= Frederick Mason Brewer =

English chemist

Frederick Mason Brewer CBE FRIC (1903 – 11 February 1963) was an English chemist. He was Head of the Inorganic Chemistry Laboratory at the University of Oxford and Mayor of Oxford during 1959–60.

Frederick Brewer was born in Kensal Rise (aka Kensal Green), Middlesex, England. He was the son of Frederick Charles Brewer and Ellen Maria Owen, both school teachers.
Brewer studied chemistry at Lincoln College, Oxford, from 1920, having received an open scholarship, and subsequently gained a first class degree.
After his undergraduate studies, Brewer undertook research with Prof. Frederick Soddy.
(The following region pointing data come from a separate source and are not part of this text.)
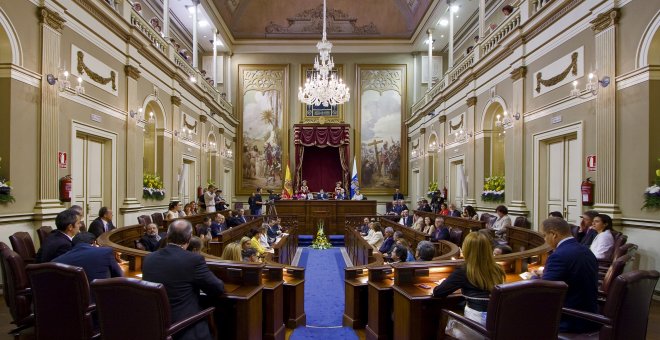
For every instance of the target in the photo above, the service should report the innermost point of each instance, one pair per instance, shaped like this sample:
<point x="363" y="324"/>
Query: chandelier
<point x="323" y="87"/>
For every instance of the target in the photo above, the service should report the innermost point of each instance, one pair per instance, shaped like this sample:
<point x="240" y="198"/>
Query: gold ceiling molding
<point x="132" y="71"/>
<point x="605" y="20"/>
<point x="82" y="68"/>
<point x="51" y="18"/>
<point x="572" y="68"/>
<point x="457" y="125"/>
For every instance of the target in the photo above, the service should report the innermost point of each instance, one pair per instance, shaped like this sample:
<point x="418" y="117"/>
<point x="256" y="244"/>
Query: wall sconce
<point x="592" y="85"/>
<point x="462" y="135"/>
<point x="506" y="121"/>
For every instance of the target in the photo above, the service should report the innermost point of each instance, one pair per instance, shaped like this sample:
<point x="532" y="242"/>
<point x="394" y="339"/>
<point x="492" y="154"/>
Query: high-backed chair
<point x="456" y="236"/>
<point x="158" y="219"/>
<point x="512" y="316"/>
<point x="61" y="301"/>
<point x="16" y="289"/>
<point x="144" y="219"/>
<point x="626" y="312"/>
<point x="22" y="244"/>
<point x="126" y="305"/>
<point x="43" y="232"/>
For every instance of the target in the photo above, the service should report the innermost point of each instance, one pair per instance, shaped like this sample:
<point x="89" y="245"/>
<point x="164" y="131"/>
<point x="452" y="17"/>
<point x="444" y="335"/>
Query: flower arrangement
<point x="5" y="191"/>
<point x="652" y="193"/>
<point x="321" y="241"/>
<point x="152" y="187"/>
<point x="493" y="189"/>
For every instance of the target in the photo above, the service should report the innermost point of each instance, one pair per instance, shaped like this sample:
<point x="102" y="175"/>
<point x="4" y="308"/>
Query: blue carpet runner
<point x="324" y="295"/>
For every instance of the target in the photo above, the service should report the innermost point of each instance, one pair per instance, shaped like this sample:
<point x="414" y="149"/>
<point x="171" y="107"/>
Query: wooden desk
<point x="309" y="212"/>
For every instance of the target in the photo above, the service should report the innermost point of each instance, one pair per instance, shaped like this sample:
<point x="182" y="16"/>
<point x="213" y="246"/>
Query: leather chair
<point x="43" y="232"/>
<point x="512" y="316"/>
<point x="22" y="244"/>
<point x="16" y="289"/>
<point x="158" y="219"/>
<point x="136" y="309"/>
<point x="456" y="236"/>
<point x="522" y="222"/>
<point x="61" y="301"/>
<point x="626" y="312"/>
<point x="144" y="220"/>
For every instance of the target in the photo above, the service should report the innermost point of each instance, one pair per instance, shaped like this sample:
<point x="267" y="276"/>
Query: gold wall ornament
<point x="82" y="68"/>
<point x="50" y="18"/>
<point x="572" y="68"/>
<point x="605" y="20"/>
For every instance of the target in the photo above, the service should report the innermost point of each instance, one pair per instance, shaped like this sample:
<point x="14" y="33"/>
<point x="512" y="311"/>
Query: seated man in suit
<point x="103" y="223"/>
<point x="97" y="262"/>
<point x="441" y="231"/>
<point x="218" y="225"/>
<point x="59" y="241"/>
<point x="183" y="274"/>
<point x="151" y="239"/>
<point x="405" y="218"/>
<point x="576" y="265"/>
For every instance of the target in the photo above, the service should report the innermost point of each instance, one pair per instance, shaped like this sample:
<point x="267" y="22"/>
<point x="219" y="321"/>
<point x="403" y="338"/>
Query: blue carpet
<point x="324" y="295"/>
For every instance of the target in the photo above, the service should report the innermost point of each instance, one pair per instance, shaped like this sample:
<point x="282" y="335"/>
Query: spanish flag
<point x="288" y="188"/>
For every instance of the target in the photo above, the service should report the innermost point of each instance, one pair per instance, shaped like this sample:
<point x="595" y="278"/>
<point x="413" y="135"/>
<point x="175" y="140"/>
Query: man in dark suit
<point x="397" y="195"/>
<point x="183" y="274"/>
<point x="441" y="231"/>
<point x="59" y="241"/>
<point x="97" y="262"/>
<point x="576" y="265"/>
<point x="103" y="223"/>
<point x="405" y="218"/>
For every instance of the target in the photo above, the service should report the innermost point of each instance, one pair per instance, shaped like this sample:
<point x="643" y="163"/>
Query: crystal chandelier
<point x="323" y="88"/>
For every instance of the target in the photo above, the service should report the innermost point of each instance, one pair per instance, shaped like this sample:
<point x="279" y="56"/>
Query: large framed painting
<point x="263" y="133"/>
<point x="319" y="113"/>
<point x="380" y="133"/>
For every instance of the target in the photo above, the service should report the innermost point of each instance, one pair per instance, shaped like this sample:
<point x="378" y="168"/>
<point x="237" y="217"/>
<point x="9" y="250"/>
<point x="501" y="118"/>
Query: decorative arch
<point x="490" y="111"/>
<point x="648" y="50"/>
<point x="10" y="46"/>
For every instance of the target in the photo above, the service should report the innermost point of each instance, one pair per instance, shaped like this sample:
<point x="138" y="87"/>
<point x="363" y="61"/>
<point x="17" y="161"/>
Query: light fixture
<point x="505" y="120"/>
<point x="592" y="85"/>
<point x="323" y="87"/>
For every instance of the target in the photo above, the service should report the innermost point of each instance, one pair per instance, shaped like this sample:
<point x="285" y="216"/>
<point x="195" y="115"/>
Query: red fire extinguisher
<point x="65" y="188"/>
<point x="587" y="189"/>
Between 1925–7, Brewer was a Commonwealth Fund Fellow at Cornell University in the United States. During 1927–8, he was a lecturer in physical chemistry at the University of Reading. In 1928, he became a demonstrator and lecturer at the University of Oxford Inorganic Chemistry Laboratory. He stayed in Oxford for the remainder of his life. He became attached to St Catherine's Society in the 1930s. In 1955, he was appointed Reader in Inorganic Chemistry. When St Catherine's Society became St Catherine's College in 1962, he was appointed a Fellow of the College.

In 1944, Brewer was elected as a university member on Oxford City Council. In 1959, he was elected Mayor of Oxford for 1959–60. In 1961, he was appointed an Alderman of the council.

Brewer lived at 6 Moreton Road in North Oxford. He was a Fellow of the Royal Institute of Chemistry, and was appointed a Member of the Order of the British Empire (MBE) in the 1944 Birthday Honours, being promoted to Commander of the Order of the British Empire (CBE) in the 1963 New Year Honours. However, a week after collecting his CBE at Buckingham Palace, at the age of 60, he died at the Radcliffe Infirmary in Oxford. He was married with a son and a daughter.